Thomas Toby L. 4
4 · FIRSTENERGY CORP · Filed Feb 13, 2026
Research Summary
AI-generated summary of this filing
FirstEnergy (FE) COO Thomas Toby L. Receives 23,945.741-Share Award
What Happened
Thomas Toby L., Chief Operating Officer of FirstEnergy Corp. (FE), was reported as acquiring 23,945.741 shares on February 11, 2026 as an award (reported as a derivative acquisition at $0.00). The filing states these are performance-adjusted restricted stock units (RSUs) for which the company’s Board certified satisfaction of performance goals on February 11, 2026. The RSUs are payable following vesting (see key details).
Key Details
- Transaction date: February 11, 2026; Form 4 filed February 13, 2026 (timely).
- Amount acquired: 23,945.741 shares; reported price: $0.00 (award/derivative).
- Nature of award (Footnote F3): These are performance-adjusted RSUs granted Nov 30, 2023; performance goals were certified Feb 11, 2026, and the RSUs will vest on March 1, 2026, generally subject to continued service. Each vested unit will be paid 2/3 in FirstEnergy common stock and 1/3 in cash.
- Other footnotes: Balance figures were updated to reflect dividend reinvestments (F1). The company’s 401(k) unitized stock fund holdings are estimated as of Jan 31, 2026 (F2). The filing also notes the company maintains phantom stock payable in cash on retirement/termination (F4).
- Shares owned after transaction: Not specified in the provided excerpt; the filing indicates balances have been updated for dividend reinvestment.
Context
- This was an awarded/vesting-related transaction (not an open‑market purchase or sale). Awards and vesting events reflect compensation and performance plan outcomes rather than direct buying or selling by the insider.
- The RSUs here are partly cash-settled (1/3) and partly settled in stock (2/3) when they vest, so the eventual share issuance will be lower than the full unit count.
- No indication in the filing that the transaction was part of a sale, gifting, or 10b5-1 plan.
Insider Transaction Report
Form 4
Thomas Toby L.
Chief Operating Officer
Transactions
- Award
RSU
[F3]2026-02-11+23,945.741→ 23,945.741 total→ Common Stock (23,945.741 underlying)
Holdings
- 25,780.103
Common Stock
[F1] - 525.908(indirect: By Savings Plan)
Common Stock
[F2] - 11,057.406
Phantom 3/25D
[F4]→ Common Stock (11,057.406 underlying)
Footnotes (4)
- [F1]Balance has been updated since the reporting person's last filed Form 4 to include shares acquired through dividend reinvestments.
- [F2]FirstEnergy Corp.'s ("the Company") 401(k) Savings Plan ("401(k) Plan") includes a unitized fund invested in shares of common stock of the Company, in which the reporting person may invest, and includes dividend reinvestment and company match features. The number of shares reported as indirectly held in the 401(k) Plan in this row is an estimate of the number of shares of the Company's common stock held in the unitized stock fund since the reporting person's last filed Form 4 and as allocated to the reporting person's account as of January 31, 2026.
- [F3]Represents performance-adjusted restricted stock units ("RSUs") granted on November 30, 2023, each of which represents a contingent right to receive an award payable 2/3 in Company common stock and 1/3 in cash following the vesting date.

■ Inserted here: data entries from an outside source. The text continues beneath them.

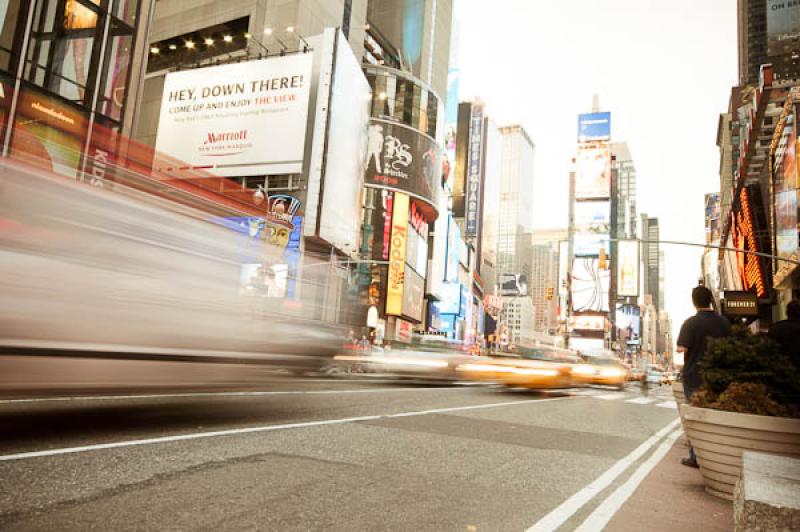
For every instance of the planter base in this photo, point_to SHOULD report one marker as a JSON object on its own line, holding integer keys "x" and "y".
{"x": 719, "y": 438}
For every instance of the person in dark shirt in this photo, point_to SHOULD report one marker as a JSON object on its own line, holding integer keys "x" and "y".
{"x": 787, "y": 332}
{"x": 692, "y": 342}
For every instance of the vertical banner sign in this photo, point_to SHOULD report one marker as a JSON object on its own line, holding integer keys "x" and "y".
{"x": 474, "y": 171}
{"x": 397, "y": 256}
{"x": 628, "y": 268}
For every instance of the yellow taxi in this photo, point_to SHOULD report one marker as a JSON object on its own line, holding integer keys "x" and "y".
{"x": 606, "y": 371}
{"x": 524, "y": 367}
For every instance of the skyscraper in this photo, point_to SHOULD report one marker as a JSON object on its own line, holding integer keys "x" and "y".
{"x": 516, "y": 199}
{"x": 418, "y": 32}
{"x": 625, "y": 174}
{"x": 542, "y": 286}
{"x": 752, "y": 23}
{"x": 650, "y": 259}
{"x": 769, "y": 33}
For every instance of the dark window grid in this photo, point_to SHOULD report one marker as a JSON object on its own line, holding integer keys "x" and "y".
{"x": 10, "y": 57}
{"x": 59, "y": 35}
{"x": 118, "y": 29}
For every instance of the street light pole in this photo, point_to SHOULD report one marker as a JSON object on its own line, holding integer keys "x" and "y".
{"x": 708, "y": 246}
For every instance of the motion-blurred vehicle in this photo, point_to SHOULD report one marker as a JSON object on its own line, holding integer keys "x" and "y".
{"x": 654, "y": 377}
{"x": 604, "y": 371}
{"x": 636, "y": 374}
{"x": 525, "y": 367}
{"x": 428, "y": 358}
{"x": 109, "y": 289}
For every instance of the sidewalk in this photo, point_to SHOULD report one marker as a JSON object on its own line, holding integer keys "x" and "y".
{"x": 672, "y": 498}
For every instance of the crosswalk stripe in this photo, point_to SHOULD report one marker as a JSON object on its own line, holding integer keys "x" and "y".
{"x": 610, "y": 396}
{"x": 640, "y": 400}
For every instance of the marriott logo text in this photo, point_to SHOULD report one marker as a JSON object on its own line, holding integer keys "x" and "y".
{"x": 213, "y": 138}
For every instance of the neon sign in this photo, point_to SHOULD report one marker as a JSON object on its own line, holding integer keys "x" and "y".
{"x": 745, "y": 238}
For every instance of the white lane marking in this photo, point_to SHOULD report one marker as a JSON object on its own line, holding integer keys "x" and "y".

This Form 4 is being filed to report the satisfaction of the performance goals for the RSUs, as certified by the Company's Board of Directors on February 11, 2026. As a result, these RSUs will vest on March 1, 2026, generally subject to the reporting person's continued service.
- [F4]Each share of phantom stock is the economic equivalent of one share of common stock and is settled in cash. The shares of phantom stock are payable upon the reporting person's retirement or termination of employment under the FirstEnergy Corp. Amended and Restated Executive Deferred Compensation Plan.